Auto industry
Auto industry hits bumpy road
USA Today
The U.S. auto industry's predictable patterns have given way to upheaval in the past year.
The turmoil means that you should be open-minded if you're a shopper, wary if you're an investor, nervous if you're an auto executive and delighted if you're merely a spectator because the auto industry's again good sport to watch.
Consider:
General Motors has halted its market-share slide, boosted quality scores, improved productivity and made headway on earnings. GM's new models are considered exciting and innovative.
Ford, threatening to overtake No. 1 GM in sales a year ago, has lost nearly 2 percentage points of market share, been beset by vehicle-quality problems and had two high-profile recalls involving potentially faulty Firestone tires on its popular Explorer sport utility vehicle.
Ford's fighting to regain momentum and again threaten GM's lead. GM's hoping its new truck models and aggressive marketing amount to a concrete anchor for foundering Ford.
But there's a big shadow over that fight, cast by Japan's Big Three Toyota, Honda and Nissan.
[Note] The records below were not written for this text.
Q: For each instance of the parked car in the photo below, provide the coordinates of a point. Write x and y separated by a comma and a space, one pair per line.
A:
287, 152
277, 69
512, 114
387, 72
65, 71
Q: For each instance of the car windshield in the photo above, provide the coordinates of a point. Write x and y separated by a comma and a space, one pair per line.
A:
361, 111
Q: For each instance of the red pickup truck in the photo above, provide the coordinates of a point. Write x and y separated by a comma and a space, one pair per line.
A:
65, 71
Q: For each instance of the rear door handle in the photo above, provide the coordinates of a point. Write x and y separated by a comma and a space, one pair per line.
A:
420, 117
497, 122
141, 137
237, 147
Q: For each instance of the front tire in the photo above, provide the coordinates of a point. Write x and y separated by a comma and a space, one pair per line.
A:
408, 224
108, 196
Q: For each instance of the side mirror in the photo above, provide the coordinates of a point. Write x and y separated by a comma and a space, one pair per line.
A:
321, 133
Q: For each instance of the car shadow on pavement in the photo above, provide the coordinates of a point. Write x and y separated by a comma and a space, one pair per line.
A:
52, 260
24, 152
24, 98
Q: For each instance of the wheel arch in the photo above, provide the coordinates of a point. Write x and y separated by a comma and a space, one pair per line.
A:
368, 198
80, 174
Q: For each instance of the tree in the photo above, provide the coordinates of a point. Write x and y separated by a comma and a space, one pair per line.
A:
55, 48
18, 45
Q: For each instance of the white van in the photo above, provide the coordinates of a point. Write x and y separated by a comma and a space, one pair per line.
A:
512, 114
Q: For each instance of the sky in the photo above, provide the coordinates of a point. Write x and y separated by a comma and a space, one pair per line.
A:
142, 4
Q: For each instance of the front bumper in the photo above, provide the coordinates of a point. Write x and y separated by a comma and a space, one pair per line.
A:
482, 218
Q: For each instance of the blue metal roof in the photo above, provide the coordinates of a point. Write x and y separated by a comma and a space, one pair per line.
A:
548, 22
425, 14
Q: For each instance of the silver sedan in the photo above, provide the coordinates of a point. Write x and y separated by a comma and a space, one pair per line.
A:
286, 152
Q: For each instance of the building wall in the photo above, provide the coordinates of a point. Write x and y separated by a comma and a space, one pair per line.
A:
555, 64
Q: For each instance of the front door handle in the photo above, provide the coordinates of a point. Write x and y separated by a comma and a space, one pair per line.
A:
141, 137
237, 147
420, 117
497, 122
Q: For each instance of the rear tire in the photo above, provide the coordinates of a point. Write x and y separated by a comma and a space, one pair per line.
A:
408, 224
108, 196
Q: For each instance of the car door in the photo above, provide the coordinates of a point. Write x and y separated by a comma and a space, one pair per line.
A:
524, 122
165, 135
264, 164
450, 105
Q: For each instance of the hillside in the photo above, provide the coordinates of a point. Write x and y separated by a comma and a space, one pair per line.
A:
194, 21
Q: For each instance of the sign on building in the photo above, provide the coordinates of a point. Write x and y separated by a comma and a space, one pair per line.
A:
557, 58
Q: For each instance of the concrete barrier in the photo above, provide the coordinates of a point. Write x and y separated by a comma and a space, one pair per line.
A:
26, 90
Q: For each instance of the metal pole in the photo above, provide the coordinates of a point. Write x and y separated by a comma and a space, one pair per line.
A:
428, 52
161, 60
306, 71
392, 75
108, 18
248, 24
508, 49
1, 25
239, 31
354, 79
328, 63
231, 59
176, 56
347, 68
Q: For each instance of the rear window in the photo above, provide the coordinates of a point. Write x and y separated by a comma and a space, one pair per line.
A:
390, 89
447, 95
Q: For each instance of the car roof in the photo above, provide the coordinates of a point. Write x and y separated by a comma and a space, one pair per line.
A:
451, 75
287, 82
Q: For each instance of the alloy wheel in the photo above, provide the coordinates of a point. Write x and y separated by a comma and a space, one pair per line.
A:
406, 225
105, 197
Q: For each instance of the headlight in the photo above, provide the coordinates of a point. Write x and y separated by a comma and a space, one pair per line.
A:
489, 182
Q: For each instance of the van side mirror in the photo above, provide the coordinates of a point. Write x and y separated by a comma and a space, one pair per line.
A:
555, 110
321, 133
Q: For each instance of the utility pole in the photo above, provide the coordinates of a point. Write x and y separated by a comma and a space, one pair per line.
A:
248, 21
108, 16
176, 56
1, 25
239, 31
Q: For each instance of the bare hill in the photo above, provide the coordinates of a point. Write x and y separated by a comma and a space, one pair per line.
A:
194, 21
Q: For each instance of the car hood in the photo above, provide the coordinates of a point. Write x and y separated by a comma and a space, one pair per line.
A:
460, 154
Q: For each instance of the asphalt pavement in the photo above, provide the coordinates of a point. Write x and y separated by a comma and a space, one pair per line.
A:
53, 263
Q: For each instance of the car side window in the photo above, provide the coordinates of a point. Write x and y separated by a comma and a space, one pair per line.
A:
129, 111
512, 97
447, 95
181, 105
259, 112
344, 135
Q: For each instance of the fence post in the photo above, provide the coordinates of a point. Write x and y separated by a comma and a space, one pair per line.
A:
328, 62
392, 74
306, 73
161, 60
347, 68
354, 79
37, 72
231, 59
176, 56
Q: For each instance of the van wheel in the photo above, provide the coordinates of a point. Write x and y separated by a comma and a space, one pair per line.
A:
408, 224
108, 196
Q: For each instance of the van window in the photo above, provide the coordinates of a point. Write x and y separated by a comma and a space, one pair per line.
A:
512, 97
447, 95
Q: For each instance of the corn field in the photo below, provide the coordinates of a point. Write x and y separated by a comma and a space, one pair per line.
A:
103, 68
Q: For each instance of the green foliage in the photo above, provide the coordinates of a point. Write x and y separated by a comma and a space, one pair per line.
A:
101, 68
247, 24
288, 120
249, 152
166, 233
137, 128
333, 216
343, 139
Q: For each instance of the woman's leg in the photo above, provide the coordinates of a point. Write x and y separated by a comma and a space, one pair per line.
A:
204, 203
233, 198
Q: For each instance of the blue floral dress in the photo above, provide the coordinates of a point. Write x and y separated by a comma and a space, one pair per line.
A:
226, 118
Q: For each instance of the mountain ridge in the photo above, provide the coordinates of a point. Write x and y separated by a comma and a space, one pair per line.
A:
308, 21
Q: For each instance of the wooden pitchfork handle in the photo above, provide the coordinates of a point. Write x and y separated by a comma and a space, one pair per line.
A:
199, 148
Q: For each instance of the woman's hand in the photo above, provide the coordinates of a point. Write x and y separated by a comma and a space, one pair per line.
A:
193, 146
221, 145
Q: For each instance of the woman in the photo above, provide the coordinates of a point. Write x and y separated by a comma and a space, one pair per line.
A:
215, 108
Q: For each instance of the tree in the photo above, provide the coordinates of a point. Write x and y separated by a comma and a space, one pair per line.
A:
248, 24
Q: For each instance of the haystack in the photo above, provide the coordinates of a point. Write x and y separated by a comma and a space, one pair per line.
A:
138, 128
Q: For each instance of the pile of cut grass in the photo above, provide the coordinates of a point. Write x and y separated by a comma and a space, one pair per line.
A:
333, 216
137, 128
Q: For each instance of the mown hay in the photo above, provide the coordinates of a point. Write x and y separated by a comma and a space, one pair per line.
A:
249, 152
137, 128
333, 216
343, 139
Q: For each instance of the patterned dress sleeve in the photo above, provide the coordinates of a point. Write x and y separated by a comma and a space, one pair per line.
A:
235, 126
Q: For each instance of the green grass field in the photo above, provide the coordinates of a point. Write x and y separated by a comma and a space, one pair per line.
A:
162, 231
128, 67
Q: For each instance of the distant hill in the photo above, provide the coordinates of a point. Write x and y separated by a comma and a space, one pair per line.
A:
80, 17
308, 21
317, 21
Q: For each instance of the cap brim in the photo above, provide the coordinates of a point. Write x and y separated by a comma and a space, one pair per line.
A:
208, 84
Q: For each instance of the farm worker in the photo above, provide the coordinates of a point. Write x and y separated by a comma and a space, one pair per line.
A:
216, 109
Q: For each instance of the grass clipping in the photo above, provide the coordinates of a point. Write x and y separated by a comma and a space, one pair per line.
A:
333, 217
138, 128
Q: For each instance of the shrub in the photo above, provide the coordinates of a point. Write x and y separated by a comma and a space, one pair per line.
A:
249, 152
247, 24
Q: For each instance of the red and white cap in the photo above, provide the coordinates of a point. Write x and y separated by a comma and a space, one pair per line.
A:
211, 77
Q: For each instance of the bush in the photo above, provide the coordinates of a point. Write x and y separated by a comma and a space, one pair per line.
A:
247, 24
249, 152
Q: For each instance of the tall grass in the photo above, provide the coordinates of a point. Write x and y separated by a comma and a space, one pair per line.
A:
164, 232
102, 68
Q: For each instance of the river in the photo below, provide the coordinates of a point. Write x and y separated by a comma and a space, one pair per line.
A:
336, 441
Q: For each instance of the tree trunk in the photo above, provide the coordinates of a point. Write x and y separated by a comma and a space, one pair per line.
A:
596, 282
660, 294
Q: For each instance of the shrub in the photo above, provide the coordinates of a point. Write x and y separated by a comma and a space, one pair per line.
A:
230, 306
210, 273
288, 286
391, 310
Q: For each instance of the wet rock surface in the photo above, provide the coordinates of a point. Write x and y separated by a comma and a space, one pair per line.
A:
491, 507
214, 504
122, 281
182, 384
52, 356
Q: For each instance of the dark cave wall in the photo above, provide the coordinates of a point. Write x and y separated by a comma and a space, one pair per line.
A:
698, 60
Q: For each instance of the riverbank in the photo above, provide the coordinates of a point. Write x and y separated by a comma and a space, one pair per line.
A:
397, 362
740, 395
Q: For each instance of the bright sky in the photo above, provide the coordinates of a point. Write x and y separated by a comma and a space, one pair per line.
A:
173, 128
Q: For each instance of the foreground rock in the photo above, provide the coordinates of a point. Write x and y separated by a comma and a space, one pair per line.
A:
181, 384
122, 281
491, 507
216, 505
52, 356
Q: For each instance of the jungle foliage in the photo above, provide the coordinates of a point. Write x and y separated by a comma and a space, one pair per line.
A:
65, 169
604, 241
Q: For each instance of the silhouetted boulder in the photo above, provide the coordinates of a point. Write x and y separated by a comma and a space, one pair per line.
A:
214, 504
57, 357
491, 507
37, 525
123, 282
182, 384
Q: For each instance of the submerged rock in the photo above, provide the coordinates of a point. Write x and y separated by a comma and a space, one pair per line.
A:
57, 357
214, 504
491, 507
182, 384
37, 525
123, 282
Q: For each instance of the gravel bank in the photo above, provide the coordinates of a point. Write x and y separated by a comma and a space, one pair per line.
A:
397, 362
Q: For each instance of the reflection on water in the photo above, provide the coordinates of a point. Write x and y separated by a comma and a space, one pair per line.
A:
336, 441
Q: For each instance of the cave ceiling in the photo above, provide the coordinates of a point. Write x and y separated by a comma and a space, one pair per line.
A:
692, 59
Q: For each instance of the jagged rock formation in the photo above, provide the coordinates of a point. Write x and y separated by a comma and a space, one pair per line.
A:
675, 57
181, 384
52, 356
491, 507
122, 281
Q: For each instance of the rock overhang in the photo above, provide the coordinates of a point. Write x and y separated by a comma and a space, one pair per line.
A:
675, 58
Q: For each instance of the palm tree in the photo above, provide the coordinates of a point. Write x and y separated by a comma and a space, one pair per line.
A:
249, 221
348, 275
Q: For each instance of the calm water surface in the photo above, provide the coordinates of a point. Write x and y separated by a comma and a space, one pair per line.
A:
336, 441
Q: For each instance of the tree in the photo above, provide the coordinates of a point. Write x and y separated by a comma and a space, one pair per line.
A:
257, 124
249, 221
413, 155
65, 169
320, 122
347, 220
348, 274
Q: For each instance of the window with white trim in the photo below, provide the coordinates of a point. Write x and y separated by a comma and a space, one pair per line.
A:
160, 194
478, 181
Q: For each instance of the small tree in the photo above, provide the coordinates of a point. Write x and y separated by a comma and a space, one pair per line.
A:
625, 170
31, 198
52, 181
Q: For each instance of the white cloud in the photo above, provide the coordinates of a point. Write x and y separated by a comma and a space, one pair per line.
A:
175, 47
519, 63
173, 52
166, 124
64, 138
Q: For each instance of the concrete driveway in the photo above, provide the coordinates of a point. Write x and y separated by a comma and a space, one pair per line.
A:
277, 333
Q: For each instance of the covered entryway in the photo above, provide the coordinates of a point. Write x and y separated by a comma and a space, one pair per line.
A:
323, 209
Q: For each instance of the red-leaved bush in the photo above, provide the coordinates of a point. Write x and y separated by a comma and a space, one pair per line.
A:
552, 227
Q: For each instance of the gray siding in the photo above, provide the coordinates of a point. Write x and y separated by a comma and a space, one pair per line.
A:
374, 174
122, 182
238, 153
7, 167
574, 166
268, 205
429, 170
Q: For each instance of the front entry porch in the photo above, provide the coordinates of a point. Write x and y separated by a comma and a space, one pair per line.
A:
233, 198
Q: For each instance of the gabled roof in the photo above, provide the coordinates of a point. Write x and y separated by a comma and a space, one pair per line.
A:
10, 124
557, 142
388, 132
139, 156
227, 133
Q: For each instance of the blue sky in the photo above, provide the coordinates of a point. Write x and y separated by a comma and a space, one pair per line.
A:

Already riding high in the car market, they now are scoring success after success in light trucks pickups, minivans and sport utility vehicles where Detroit has made its profits recently.
The Japanese trio is opening more factories in the United States and expanding others, mainly to build trucks, while Detroit has cut, even halted, production to avoid a glut of unsold vehicles.
"The Japanese new-product threat is not serious," warns Merrill Lynch auto analyst John Casesa, "it's worse than that."